Law School Case Brief
Stroud v. Grace - 606 A.2d 75 (Del. 1992)
Where one challenges the validity of a shareholder vote by claiming inadequate disclosure of confidential financial information in connection with that vote, the initial burden of proving complete disclosure of material facts relevant to the vote remains with the board of directors. If the board withheld information in these special circumstances, it would still bear the burden of proving that: (1) the withheld information was confidential; and (2) the board only withheld the material confidential information from shareholders, who having been given notice and opportunity, failed to execute a reasonable confidentiality agreement. To ensure maximum flexibility, it is inadvisable to adopt a bright-line test of reasonableness in this context. Certainly confidential information must not otherwise be publicly available. Finally, assuming the defendants meet their burden, the plaintiffs would be required, depending on the applicable standard, to prove that the board is not entitled to the protections of the business judgment rule, or that the challenged transaction was unfair.
Milliken Enterprises, Inc. (Milliken) was a privately-held Delaware corporation. A series of disputes arose between the corporation and certain of its shareholders, mostly members of the Stroud branch of the Milliken family (Strouds). Plaintiff Strouds brought individual and derivative claims against Milliken and its board of directors (Defendants), alleging that the board breached its fiduciary duties by recommending certain charter amendments to its shareholders (Amendments). The Strouds also contested the adequacy and accuracy of the disclosures the board made to the shareholders in the notice of meeting at which the proposed amendments were to be considered, and also challenged the validity of the amendments and a by-law (By-law 3), which established the procedure for nominating candidates to Milliken's board of directors. The Court of Chancery sua sponte granted summary judgment for the Defendants on all of Strouds' claims but upheld Strouds' attack on By-law 3. Plaintiffs appealed.
Did certain shareholders adequately prove that the amendments to the bylaws were invalidly adopted?

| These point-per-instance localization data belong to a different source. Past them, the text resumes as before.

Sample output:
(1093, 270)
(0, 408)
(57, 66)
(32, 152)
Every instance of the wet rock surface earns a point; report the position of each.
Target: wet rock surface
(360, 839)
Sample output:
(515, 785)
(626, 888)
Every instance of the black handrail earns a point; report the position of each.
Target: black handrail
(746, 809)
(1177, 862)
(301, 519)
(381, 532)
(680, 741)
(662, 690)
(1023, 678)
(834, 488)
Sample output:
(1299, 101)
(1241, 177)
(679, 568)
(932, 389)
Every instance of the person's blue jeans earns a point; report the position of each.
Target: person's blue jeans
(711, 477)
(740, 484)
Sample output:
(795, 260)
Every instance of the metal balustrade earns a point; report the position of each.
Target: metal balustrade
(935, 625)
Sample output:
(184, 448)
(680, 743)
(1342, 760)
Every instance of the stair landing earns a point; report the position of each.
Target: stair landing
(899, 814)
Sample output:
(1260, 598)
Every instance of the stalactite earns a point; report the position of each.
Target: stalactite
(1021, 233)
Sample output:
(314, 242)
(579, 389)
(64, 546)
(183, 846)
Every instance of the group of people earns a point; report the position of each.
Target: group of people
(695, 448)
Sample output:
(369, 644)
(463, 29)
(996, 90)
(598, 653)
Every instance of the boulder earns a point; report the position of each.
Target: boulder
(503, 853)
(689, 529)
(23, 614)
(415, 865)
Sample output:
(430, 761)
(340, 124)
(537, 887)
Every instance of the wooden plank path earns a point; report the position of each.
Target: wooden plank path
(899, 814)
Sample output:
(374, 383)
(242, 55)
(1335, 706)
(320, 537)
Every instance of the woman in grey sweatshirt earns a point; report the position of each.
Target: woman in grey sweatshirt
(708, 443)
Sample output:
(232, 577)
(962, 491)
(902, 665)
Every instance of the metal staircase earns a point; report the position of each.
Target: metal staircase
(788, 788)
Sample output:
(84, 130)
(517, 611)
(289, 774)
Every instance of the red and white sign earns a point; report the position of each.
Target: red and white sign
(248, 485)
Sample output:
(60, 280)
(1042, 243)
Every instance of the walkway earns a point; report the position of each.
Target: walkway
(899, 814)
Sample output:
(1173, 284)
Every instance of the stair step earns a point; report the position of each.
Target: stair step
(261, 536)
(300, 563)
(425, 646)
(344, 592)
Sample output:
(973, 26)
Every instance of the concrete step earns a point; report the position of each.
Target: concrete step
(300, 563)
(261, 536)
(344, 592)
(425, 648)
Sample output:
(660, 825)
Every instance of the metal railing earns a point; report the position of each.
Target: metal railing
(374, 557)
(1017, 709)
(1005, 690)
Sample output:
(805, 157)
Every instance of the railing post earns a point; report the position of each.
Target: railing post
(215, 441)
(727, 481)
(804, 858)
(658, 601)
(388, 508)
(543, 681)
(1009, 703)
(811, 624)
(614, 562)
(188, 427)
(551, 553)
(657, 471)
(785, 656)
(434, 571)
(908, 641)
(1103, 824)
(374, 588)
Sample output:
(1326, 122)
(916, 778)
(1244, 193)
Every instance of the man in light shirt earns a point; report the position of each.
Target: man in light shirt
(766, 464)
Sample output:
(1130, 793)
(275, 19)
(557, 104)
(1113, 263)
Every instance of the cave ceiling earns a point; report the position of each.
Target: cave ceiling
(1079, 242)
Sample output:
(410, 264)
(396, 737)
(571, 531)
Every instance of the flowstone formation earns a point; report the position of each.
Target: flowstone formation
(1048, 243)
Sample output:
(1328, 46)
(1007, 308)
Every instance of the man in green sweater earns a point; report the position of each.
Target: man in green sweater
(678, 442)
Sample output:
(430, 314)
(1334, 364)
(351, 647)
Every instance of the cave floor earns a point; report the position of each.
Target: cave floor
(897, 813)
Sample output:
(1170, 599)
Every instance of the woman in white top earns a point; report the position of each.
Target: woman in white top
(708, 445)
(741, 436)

Because the board found no threat to its control and because defendant's shareholders had approved the amendments, the Court found that plaintiffs failed to prove either that the amendments were not properly adopted or that their adoption was the product of fraud, manipulation, or other inequitable conduct. Additionally, without a showing of abuse, the validity of the corporate action in nominating directors under Bylaw 3 had to await actual use. Hence, the Court affirmed the judgment granting defendant’s motion for summary judgment.